Poucas vezes na vida ouvi tanta gente inteligente falando tanta bobagem quanto no caso das biografias autorizadas (ou não, como diria o Caetano). O volume de pronunciamentos sem sentido foi tão grande que pude constatar, mais uma vez, a sabedoria da frase de Einstein; “só existem duas coisas infinitas; o universo, e a estupidez humana. E sobre o primeiro ainda tenho algumas dúvidas”.
O cerne do debate é a questão sobre até onde um biógrafo tem o direito de invadir a intimidade de um biografado. Minha resposta é simples; não existe este limite. Porque? Pela simples razão que, a partir do momento em que uma pessoa deixa a sua marca na história, seja em que campo for, toda e qualquer revelação que ajude o comum dos mortais a entender a sua vida e obra tem que estar disponível.
Dando um exemplo prático; a melhor biografia que li foi “Estrela Solitária”, escrita por Ruy Castro sobre Garrincha, o grande craque de futebol. Mané Garrincha teve uma história de ascensão e queda impressionante; ídolo máximo do Brasil inteiro depois do bicampeonato mundial de futebol em 1962, morreu pobre e alcoólatra antes de completar 50 anos. Para muitos que acompanharam a sua vida (como é o meu caso), a decadência dele estaria associada, em grande parte, ao seu romance com a cantora Elza Soares. O livro de Ruy Castro mudou completamente meu ponto de vista. Só que, para esclarecer o caso, o autor chega a divulgar detalhes muito íntimos; fala que Garrincha era uma verdadeira máquina de fazer sexo, e dá até as dimensões do pênis dele (ficou curiosa, santa? Vai lá e lê o livro!). Porque isto é importante? Porque ajuda a entender que o caso entre ele e Elza Soares foi, basicamente, um amor baseado em sedução e atração física – coisa absolutamente intolerável para o puritanismo hipócrita da sociedade brasileira dos anos 60, principalmente levando-se em conta que Garrincha era casado e pai de sete meninas. Assim, o livro abriu meus olhos para novas ideias (como, aliás, sempre fazem os bons livros), demonstrando que Elza Soares foi muito mais um anjo do que um demônio na vida do Mané. E fazendo supor que, na sociedade mais evoluída que temos hoje, este caso talvez tivesse um desfecho bem mais feliz.

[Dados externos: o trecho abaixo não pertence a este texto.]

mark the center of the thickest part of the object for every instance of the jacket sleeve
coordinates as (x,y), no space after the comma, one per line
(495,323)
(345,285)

Entendo, portanto, que a obrigação de uma biografia é tentar entender decisões e atitudes do biografado – e, obviamente, isto passa pela intimidade dele (ou dela). A suposição de que o grande escritor Saint Exupéry fosse homossexual (numa época em que era melhor um homem morrer do que admitir esta “doença”) me permitiu um olhar um pouco diferente sobre seus livros. Suspeita semelhante levantada sobre Santos Dumont ajuda a entender a sua extraordinária sensibilidade e pode até nos levar a questionar as verdadeiras razões de seu suicídio. Ou seja; a curiosidade das pessoas sobre detalhes íntimos dos ídolos nem sempre é gratuita ou imbecil, pode ser apenas uma forma de tentar entender as suas vidas. E é justamente isto o que torna uma biografia diferente de um livro de história. Ninguém vai ler uma biografia sobre John Kennedy, com o objetivo de saber quando ele nasceu, foi eleito presidente ou assassinado; é só consultar a Wikipédia. A biografia tem que ir alem de datas e estatísticas. E o mergulho na vida íntima do biografado é absolutamente inevitável.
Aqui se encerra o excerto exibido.